The COVID-19 Pandemic: Still okay in Colorado, and the ongoing challenge of mis- and dis-informationApr 18, 2022
A quick COVID-19 update to start. Cases are rising in some parts of the East Coast where two new subvariants of BA.2 are rising in frequency. The two subvariants (BA.2.12 and BA.2.12.1) may be more infectious than BA.2, leading to their rising prevalence. In response to the rising case numbers and its own metrics, Philadelphia implemented an indoor mask mandate today, although its CDC community level is low. Not surprisingly, a lawsuit has been filed to block its implementation. In this circumstance, the mask order becomes a preventive strategy, resulting in dissonance given the level of the pandemic. An attorney filing the lawsuit said “the city’s emergency order went against recommendations of the federal Centers for Disease Control and Prevention and ‘imposed a renegade standard unfound anywhere else in the world.’” In Colorado, the count of people hospitalized with COVID-19 remains low and steady, but test positivity and case numbers have ticked up.
And then there are the remarkable reports from Shanghai describing how the Chinese government is handling the Omicron outbreak in this city of 25 million people. Following its policy of achieving zero-COVID at the community level (no new cases outside of quarantined areas), China has locked down much of Shanghai. The approach is draconian with media reports of forcible removal of people from their homes and citizens are protesting, albeit without seeming impact. For the long run, this strategy may not be practicable in an “endemic world.”
The politics of the pandemic are at play again around the World Health Organization’s (WHO) estimation of excess deaths resulting from the pandemic. Release of a WHO report on excess deaths caused by the pandemic has been delayed by India’s objections to the estimate made for their country, which assigns an additional 3 million deaths beyond the official estimate of 520,000. The excess deaths would be expected to exceed official death counts, since both direct deaths from COVID-19 are included as are deaths from conditions complicated by COVID-19, and deaths among those not receiving treatment for health conditions because the pandemic was in progress. The estimate of excess deaths for India is consistent with a prior report that also suggested substantial undercounting. Given the size of India’s population, an upwards adjustment of the official count would greatly increase the global toll from the pandemic.

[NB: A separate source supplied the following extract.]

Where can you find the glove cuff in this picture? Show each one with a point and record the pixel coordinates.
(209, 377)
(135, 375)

The news around the sinking of the Russian ship, the Moskova, highlights the problem of misinformation and “alternative facts.” How did the ship sink in the Black Sea? Ukraine claims it was their missile strike while Russia asserts that there was a fire on board. Much of the world views the sinking as a victory for Ukraine, while Russian media have likely told a quite different story. There is a truth here regardless of what misinformation is released by Russia for Russians.
Misinformation has haunted efforts to control the pandemic since its start. The March 25 issue of Science takes on the topic of social media, including misinformation, in a special section, "Social Media Storm." Read it—particularly the first article, “On the trail of bulls..t”—the title betrays the topic. The article describes the work of Carl Bergstrom, an evolutionary biologist at the University of Washington, in developing a research field on misinformation. An article by West and Bergstrom in the Proceedings of the National Academy of Sciences lays out a taxonomy of misinformation and proposes interventions. Here are the first two sentences: “Misinformation has reached crisis proportions. It poses a risk to international peace, interferes with democratic decision making, endangers the well-being of the planet, and threatens public health.” Another article mentioned in Science addresses the flow of information through networks and the need to understand how the digital age and social media have altered collective behavior.
Also read “In the line of fire,” which provides findings of a survey by Science on harassment of COVID-19 researchers. Of 510 respondents to an online survey, 38 percent reported some form of harassment with personal insults being most common. Personal stands on “hot issues” (e.g., ivermectin treatment) were associated with harassment, and being harassed had personal consequences for many participants. Despite the limitations of online surveys, the results show that harassment now reaches to researchers, reflecting a seeming license for those captured by misinformation to go after those creating knowledge. Unfortunate and wrong.
Last week, I wrote about the first Giving Day for the CU Anschutz Medical Campus and the Colorado School of Public Health. I am pleased to share that we raised over $26,500 for the ColoradoSPH Diversity and Inclusive Excellence Scholarship. Beyond the original match, this total includes a $5,000 match for having the greatest number of donors, and an additional $5,000 for raising the most funds during the second half of the day. A terrific turnout of 53 donors made a big difference for the school. To everyone who participated, thank you for your generosity and for supporting our students and the equity, diversity, and inclusivity mission of the Colorado School of Public Health.